Mostly I write on 750words.com and when I reach 750 words I stop, feeling pressed for time or lacking in fortitude, endurance to keep writing. And forget about going back and reading what I wrote before. Maybe you don't forget but I do.

When I was younger, I didn't eagerly learn word processing. Eventually writing out college papers in longhand and then typing them proved to be onerous and editing them as I went using the software saved time considerably. Before that I filled a number of spiral bound notebooks with my daily thoughts. It was as if I was trying to record every event in my life I could think of. And I would become frustrated when the next day came and I hadn't finished telling the story of the previous day. This was especially the case in college when I was more likely to go out drinking rather than write a journal entry. In high school, I had a curfew and journal entries were a welcome way to delay homework.

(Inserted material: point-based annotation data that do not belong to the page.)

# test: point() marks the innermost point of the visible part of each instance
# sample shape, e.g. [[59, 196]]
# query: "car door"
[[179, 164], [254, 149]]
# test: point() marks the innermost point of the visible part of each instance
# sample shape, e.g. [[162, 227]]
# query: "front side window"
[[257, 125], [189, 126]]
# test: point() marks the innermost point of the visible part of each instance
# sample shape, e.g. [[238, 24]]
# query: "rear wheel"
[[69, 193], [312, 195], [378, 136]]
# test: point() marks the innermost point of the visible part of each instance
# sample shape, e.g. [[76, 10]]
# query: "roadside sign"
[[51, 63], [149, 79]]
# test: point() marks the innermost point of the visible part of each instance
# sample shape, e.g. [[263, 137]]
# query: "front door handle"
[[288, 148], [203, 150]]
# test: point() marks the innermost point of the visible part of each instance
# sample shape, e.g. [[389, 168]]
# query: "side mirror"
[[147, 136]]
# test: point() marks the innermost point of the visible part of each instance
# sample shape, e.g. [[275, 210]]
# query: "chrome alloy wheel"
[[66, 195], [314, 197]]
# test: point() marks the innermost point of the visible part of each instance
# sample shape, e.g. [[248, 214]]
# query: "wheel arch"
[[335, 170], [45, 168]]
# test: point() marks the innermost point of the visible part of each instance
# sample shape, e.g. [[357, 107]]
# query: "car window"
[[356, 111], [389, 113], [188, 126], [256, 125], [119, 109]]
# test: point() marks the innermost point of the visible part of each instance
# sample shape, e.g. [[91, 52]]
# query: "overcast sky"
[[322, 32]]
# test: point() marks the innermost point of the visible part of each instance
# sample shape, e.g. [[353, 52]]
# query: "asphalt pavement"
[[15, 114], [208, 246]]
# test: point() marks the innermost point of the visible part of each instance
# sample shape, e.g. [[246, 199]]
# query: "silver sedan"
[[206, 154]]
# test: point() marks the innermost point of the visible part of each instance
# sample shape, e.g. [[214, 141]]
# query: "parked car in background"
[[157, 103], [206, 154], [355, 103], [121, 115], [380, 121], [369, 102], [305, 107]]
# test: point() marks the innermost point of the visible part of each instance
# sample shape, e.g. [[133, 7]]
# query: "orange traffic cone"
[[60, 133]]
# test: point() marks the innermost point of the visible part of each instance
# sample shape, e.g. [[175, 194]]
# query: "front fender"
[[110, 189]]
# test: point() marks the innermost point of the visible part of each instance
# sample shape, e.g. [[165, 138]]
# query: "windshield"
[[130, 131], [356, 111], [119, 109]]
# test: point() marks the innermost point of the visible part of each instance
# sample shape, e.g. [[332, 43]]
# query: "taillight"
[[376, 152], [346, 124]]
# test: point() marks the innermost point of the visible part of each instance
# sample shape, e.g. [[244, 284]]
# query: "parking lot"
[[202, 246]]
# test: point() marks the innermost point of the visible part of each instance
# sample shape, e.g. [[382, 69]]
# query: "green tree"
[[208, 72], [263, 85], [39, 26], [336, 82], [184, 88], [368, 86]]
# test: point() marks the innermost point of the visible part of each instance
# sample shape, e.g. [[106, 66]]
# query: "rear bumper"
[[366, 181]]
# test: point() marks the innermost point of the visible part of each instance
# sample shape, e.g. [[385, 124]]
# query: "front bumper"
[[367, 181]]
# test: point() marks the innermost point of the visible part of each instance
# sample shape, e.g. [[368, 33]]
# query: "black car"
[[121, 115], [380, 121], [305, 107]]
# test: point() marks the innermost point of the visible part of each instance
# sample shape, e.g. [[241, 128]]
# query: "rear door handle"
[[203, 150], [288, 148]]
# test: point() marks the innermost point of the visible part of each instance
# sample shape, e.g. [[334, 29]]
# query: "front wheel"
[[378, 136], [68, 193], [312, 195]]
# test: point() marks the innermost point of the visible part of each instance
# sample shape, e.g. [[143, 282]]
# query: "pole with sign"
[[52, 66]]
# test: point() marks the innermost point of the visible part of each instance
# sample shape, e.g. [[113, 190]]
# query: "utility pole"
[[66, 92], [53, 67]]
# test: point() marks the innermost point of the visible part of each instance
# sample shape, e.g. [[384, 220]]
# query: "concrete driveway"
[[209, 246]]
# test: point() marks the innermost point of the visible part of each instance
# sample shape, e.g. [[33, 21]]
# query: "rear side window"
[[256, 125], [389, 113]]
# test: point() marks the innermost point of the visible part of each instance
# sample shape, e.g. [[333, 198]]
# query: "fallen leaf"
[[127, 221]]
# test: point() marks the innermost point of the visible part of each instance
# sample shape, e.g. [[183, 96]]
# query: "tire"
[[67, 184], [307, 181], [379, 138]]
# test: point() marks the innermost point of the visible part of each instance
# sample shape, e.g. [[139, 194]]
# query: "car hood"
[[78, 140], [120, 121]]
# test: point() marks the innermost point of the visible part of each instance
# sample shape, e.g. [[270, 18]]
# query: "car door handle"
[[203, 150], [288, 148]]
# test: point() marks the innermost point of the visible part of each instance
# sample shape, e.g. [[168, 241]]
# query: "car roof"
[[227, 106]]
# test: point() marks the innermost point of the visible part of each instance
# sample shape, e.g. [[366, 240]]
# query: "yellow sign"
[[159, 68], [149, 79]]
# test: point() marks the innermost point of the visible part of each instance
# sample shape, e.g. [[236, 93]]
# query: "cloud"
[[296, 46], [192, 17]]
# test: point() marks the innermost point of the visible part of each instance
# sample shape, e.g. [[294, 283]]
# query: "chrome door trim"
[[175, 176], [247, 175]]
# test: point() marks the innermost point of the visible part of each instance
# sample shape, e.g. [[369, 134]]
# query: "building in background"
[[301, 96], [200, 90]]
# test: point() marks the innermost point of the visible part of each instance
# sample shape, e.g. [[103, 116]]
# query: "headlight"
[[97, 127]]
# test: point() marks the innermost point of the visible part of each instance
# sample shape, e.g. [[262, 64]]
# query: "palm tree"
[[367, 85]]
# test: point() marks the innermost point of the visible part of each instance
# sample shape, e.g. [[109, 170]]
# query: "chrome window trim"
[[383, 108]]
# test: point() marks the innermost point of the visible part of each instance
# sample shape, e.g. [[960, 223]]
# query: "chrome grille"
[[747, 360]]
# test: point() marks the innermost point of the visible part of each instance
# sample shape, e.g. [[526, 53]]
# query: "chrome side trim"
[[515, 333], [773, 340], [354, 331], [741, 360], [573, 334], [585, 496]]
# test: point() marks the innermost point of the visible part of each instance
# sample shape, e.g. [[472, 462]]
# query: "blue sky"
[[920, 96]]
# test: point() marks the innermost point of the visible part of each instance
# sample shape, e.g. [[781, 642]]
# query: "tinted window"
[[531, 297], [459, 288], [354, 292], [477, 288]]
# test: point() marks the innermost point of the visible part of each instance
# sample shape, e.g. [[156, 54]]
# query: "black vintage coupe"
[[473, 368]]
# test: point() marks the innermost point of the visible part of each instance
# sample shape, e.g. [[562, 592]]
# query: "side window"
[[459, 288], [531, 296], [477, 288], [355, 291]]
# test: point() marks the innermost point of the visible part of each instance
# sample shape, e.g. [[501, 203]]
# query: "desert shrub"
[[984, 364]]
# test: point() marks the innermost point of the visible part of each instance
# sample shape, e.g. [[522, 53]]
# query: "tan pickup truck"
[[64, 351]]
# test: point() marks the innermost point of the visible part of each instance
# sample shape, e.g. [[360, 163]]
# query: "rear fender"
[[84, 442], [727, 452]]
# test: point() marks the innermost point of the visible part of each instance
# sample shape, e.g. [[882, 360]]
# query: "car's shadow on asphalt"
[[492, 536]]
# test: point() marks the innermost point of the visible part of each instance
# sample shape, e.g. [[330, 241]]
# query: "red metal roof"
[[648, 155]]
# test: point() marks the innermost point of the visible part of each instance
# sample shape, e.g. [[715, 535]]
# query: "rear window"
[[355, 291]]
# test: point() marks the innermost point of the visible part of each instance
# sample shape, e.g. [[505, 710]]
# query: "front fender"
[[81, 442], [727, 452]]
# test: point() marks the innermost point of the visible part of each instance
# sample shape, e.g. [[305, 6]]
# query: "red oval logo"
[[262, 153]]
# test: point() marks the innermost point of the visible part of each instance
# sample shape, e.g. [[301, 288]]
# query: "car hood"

But I couldn't tell you what I was doing at any time. What I was trying to say or understand. Those notebooks, wherever they are, most likely they are hosts. Fragments echo in my mind that probably have scarcely any connection with the actual events.

I like computers today. Can't imagine doing without one to check email or Facebook or Twitter and follow the resultant links via the browser, but writing something substantial on one, that I can't claim to do.

Maybe I give up too easily, throw up my hands and say I don't know. Something of me prefers the darkness. I read a quote in a library book from the gospel of John, that men preferred the darkness to the light. Maybe so it is with me. I'd rather not get too deeply into whatever it is, avoid the effort of facing the facts and having a choice to solve my problem(s).